The prevalence of hydrogen atom transfer (HAT) reactions in chemical and biological systems has prompted much interest in establishing and understanding the underlying factors that enable this reactivity. Arguments have been advanced that the electronic spin state of the abstractor and/or the spin-density at the abstracting atom are critical for HAT reactivity. This is consistent with the intuition derived from introductory organic chemistry courses.

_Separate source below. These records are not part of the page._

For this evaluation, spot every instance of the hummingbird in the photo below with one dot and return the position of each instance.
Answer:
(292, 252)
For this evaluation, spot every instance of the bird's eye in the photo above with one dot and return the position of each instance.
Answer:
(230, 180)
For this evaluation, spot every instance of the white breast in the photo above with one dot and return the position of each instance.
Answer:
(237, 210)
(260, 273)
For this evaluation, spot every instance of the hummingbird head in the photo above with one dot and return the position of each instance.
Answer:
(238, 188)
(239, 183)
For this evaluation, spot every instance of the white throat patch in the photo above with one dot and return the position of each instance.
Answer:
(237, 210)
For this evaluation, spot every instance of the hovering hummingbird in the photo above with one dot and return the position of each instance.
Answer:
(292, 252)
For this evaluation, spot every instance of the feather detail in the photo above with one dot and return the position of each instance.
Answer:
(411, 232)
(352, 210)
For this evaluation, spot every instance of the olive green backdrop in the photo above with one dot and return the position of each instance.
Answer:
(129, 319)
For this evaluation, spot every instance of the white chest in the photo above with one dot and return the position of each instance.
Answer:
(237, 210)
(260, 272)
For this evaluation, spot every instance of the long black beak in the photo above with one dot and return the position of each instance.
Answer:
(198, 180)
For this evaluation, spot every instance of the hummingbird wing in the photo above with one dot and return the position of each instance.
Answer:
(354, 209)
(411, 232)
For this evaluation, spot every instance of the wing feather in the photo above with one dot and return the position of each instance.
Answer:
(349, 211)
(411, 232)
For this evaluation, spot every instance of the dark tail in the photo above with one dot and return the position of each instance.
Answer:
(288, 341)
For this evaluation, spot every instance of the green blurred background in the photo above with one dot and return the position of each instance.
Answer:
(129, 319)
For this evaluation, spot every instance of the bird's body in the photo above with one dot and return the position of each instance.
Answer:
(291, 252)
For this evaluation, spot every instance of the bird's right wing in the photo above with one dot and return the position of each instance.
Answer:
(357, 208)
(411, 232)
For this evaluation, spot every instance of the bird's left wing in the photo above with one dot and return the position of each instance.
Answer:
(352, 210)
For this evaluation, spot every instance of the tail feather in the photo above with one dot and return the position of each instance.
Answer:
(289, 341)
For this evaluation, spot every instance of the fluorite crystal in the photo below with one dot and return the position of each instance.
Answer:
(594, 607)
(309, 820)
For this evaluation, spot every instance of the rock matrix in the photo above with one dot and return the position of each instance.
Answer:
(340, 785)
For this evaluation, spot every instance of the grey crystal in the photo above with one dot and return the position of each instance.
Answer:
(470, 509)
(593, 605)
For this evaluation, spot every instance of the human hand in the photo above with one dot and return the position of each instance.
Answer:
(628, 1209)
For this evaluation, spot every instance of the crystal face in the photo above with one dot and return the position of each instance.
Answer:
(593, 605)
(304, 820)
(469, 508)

Herein we present an alternative view on the role of spin state and spin-density in HAT reactions. After a brief introduction, the second section introduces a new and simple fundamental kinetic analysis, which shows that unpaired spin cannot be the dominant effect. The third section examines published computational studies of HAT reactions, which indicates that the spin state affects these reactions indirectly, primarily via changes in driving force. The essay concludes with a broader view of HAT reactivity, including indirect effects of spin and other properties on reactivity. It is suggested that some of the controversy in this area may arise from the diversity of HAT reactions and their overlap with proton-coupled electron transfer (PCET) reactions.

摘要

氢原子转移(HAT)反应在化学和生物体系中的普遍性引发了人们对确定和理解促成这种反应活性的潜在因素的浓厚兴趣。有人提出,抽象剂的电子自旋态和/或抽象原子处的自旋密度对HAT反应活性至关重要。这与从有机化学入门课程中得出的直觉相符。在此,我们对自旋态和自旋密度在HAT反应中的作用提出一种不同的观点。在简要介绍之后,第二节引入了一种新的简单基础动力学分析,该分析表明未成对自旋并非主要影响因素。第三节考察了已发表的关于HAT反应的计算研究,这些研究表明自旋态主要通过驱动力的变化间接影响这些反应。本文最后对HAT反应活性进行了更广泛的探讨,包括自旋和其他性质对反应活性的间接影响。有人认为,该领域的一些争议可能源于HAT反应的多样性及其与质子耦合电子转移(PCET)反应的重叠。